UK: Statutory Notices: The Impact of the Reforms to the Landlord and Tenant Act 1954

Last Updated: 12 April 2004
Article by Stephanie Thomas

Originally published March 2004

Commencing on 1st June 2004, statutory notices served by parties under a lease must comply with the reforms to the Landlord and Tenant Act 1954 which have been introduced by the Regulatory Reform (Business Tenancies) (England and Wales) Order 2003. Revised notices will be introduced by Statutory Instrument prior to June 2004.

A landlord who wishes to terminate a tenancy protected by the 1954 Act must serve a Section 25 notice stating whether or not he is opposed to renewal and, if so, on which of the grounds under Section 30(1) of the 1954 Act. Similarly, a tenant who wishes to bring his current tenancy to an end and seek a new one must serve a Section 26 notice.

A Summary of the Changes Relating to Section 25 Notices

  • A landlord’s Section 25 notice must state his proposals as to the property to be comprised in the new tenancy, the rent and other terms of the tenancy. The form of the notice will make it clear that the tenant is not bound to accept the landlord’s proposals.
  • A tenant need not serve a counternotice to a Section 25 notice stating whether or not he is willing to give up possession.
  • Following service of a "negative" Section 25 notice or having given a "negative" counternotice to a tenant’s Section 26 request, a landlord may apply to the court for an Order terminating the tenancy without a new one being granted.

At present a landlord does not have to state his proposals for a new tenancy until responding to a tenant’s court application for a new tenancy. Early disclosure of a landlord’s proposals is intended to speed up negotiations and enable a tenant to make a commercial decision at an early stage as to whether to remain in occupation.

Over the years many tenants have lost their rights to renew their leases by failing to serve a counternotice to a landlord’s Section 25 notice stating whether or not they intend to give up possession of the premises on the date specified in the landlord’s notice. This was not what was intended by the original statutory provisions. Furthermore, a landlord cannot rely on a counternotice given by a tenant stating that he does not intend to give up possession as the tenant can still terminate his tenancy by vacating on or before the contractual term date and is not bound to apply to renew his lease having given such counternotice. Therefore, the Regulatory Reform Committee found that the potential detriment to a tenant in failing to serve a counternotice and losing his rights outweighed any benefit to a landlord in receiving a counternotice upon which he could place little reliance.

The objective of the legislative changes is to encourage the regeneration of the affairs of individuals and businesses following an insolvency situation.

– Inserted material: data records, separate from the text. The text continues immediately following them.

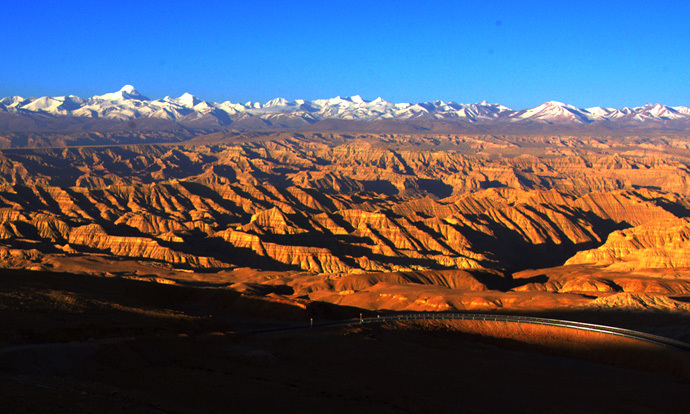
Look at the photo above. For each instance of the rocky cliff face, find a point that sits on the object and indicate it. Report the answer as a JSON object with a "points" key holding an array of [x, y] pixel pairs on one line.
{"points": [[338, 204]]}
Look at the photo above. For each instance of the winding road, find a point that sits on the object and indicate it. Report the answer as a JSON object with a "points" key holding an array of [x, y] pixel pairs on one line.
{"points": [[427, 316]]}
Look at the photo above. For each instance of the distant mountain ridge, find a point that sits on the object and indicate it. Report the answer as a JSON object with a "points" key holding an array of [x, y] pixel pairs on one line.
{"points": [[128, 104]]}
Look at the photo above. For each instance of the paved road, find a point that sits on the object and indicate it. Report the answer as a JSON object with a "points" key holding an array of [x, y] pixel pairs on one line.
{"points": [[611, 330]]}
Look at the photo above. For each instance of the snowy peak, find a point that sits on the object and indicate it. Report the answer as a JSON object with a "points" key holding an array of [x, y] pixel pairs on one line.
{"points": [[127, 104], [554, 112], [126, 92]]}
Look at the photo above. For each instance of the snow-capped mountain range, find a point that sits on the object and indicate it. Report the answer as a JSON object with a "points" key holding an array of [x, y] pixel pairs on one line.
{"points": [[127, 104]]}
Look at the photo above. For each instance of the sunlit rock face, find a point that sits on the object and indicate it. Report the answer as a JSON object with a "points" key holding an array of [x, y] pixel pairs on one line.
{"points": [[349, 218]]}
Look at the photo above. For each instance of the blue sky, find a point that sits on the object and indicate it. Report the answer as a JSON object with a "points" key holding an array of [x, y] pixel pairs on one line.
{"points": [[518, 53]]}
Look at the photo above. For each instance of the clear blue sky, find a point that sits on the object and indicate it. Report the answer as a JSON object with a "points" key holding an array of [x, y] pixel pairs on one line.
{"points": [[518, 53]]}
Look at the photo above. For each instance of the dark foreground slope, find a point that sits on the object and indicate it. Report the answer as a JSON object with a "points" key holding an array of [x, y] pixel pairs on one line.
{"points": [[110, 345]]}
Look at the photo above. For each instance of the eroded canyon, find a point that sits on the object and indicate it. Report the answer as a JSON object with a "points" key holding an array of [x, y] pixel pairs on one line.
{"points": [[373, 221]]}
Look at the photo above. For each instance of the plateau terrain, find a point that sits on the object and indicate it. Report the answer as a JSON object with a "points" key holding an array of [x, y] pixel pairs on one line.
{"points": [[149, 229]]}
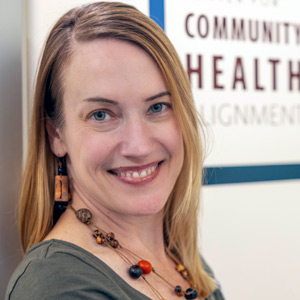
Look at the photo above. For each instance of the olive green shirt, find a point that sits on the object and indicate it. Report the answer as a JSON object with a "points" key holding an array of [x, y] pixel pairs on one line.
{"points": [[60, 270]]}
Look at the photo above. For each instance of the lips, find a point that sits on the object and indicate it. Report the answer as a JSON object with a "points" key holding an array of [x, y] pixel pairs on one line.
{"points": [[136, 172]]}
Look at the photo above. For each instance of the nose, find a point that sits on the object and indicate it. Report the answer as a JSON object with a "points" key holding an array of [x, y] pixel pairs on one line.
{"points": [[137, 138]]}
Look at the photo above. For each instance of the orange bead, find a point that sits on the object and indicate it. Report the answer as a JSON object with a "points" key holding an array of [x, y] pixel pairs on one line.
{"points": [[179, 268], [146, 266], [100, 240]]}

A Summary of the Changes Relating to Section 27 Notices

  • A tenant will not need to serve notice stating that he will vacate on or before the expiry of the term. This enshrines in statute the Court of Appeal’s decision in Esselte AB -v- Pearl Assurance Plc in 1997.
  • A tenant who is holding over following the expiry of the contractual term of his tenancy need only serve three months’ notice. The notice need not expire on a quarter day.
  • Upon the determination of a continuation tenancy between quarter days, rent will be apportioned and a tenant will only have to pay for the period of his occupation.

The absence of the need for notice to a landlord of a tenant’s intention to vacate the premises is clearly favourable to tenants but provides landlords with no indication of a tenant’s intention concerning the premises. This will increase the risk of rental voids as landlords will often have little or no notice before having to market vacant premises.

A Summary of the Changes Relating to Section 40 Notices

  • A Section 40 notice served by a landlord on a tenant seeking information will also require the tenant to state whether there has been a contracting out of any sub-letting or whether a Section 25 or Section 26 notice has been served.
  • A Section 40 notice served by the tenant on the landlord will require the landlord to state, where there is a superior lease, whether a Section 25 or Section 26 notice has been served.
  • If within six months beginning with the date of service of a Section 40 notice the party responding becomes aware that information is not, or is no longer correct, he must give the correct information within one month of becoming aware of it.
  • A recipient of a Section 40 notice who has transferred his interest and given notice of the transfer and the name and address of the transferee will cease to be under any duty imposed by Section 40.
  • Breach of the duty to provide information may lead to proceedings to breach of statutory duty leading to a claim for damages.

Transitional Provisions

The amendments will not be retrospective and where a Section 25, Section 26 or Section 27 notice was given prior to the coming into force of the Order, the current statutory provisions will apply to the steps taken in consequence of service of the notices and the 2003 Order will not, therefore, take effect.

© RadcliffesLeBrasseur

The content of this article is intended to provide a general guide to the subject matter. Specialist advice should be sought about your specific circumstances.